Was this a blunder on their part?

Rule Number 2: Always look at the data used.

This maximum intake situation is not probable, not possible, not statistically valid.  And all we have looked at is just the data used to calculate the "load" portion in their equation.

Once again, we could stop right here and hold the Gradient findings presented in the study up as invalid.    Right now, the use of incorrect mean and maximum Load values relegates this paper to inaccurate, misleading, and heavily biased towards a conclusion of elevated risk.

But once again, where's the fun in stopping now?  There is more to influence the calculation of "intake" than just heavy metal concentrations they report are in/on the laundered shop towels.
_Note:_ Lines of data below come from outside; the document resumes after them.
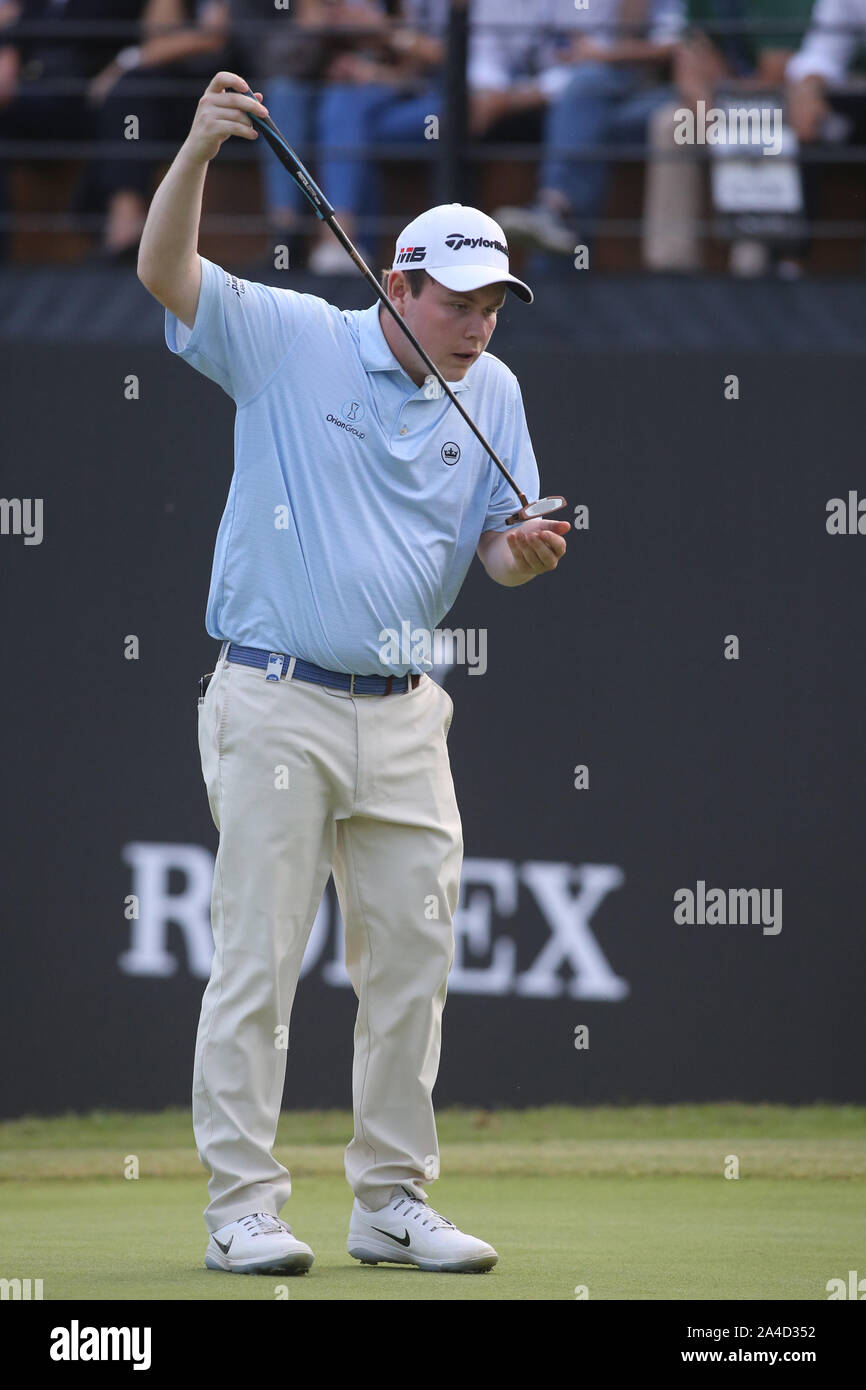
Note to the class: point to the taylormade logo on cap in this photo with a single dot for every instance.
(458, 241)
(460, 248)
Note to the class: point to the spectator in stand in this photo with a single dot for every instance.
(45, 68)
(160, 81)
(749, 61)
(822, 104)
(617, 63)
(376, 85)
(516, 64)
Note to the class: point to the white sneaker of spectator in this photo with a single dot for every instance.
(537, 225)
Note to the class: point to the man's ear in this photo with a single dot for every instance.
(398, 289)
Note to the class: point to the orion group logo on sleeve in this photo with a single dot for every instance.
(458, 242)
(352, 412)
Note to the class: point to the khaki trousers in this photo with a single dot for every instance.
(305, 780)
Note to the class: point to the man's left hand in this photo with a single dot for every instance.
(537, 545)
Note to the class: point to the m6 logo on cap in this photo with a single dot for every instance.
(409, 253)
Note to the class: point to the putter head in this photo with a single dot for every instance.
(537, 509)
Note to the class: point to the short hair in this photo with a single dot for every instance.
(417, 278)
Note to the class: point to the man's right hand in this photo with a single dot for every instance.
(223, 113)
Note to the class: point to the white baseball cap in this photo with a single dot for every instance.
(460, 246)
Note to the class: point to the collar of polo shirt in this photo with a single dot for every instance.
(377, 355)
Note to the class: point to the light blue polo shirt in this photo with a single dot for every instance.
(357, 499)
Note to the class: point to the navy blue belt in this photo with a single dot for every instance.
(277, 665)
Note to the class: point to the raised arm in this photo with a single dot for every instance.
(168, 262)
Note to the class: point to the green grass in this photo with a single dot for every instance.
(628, 1201)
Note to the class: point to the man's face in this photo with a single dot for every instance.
(452, 325)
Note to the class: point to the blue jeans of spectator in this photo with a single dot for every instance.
(338, 116)
(603, 103)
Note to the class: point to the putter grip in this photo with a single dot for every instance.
(289, 160)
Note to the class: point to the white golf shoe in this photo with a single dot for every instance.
(257, 1244)
(409, 1232)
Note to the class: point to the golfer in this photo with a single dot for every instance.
(357, 501)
No wonder Kimberly-Clark and the The Association of the Nonwovens Fabrics Industry (INDA) love this paper.

To reiterate....
  • Rule Number 1: Always read the report the findings/recommendations were based on.
  • Rule Number 2: Always look at the data used.
  • Rule Number 3: Always check the assumptions used to derive the model that drives the conclusion.
  • Rule Number 4: Compare apples with apples and oranges with oranges.
  • Rule Number 5: Always make sure the model and equations reflect reality.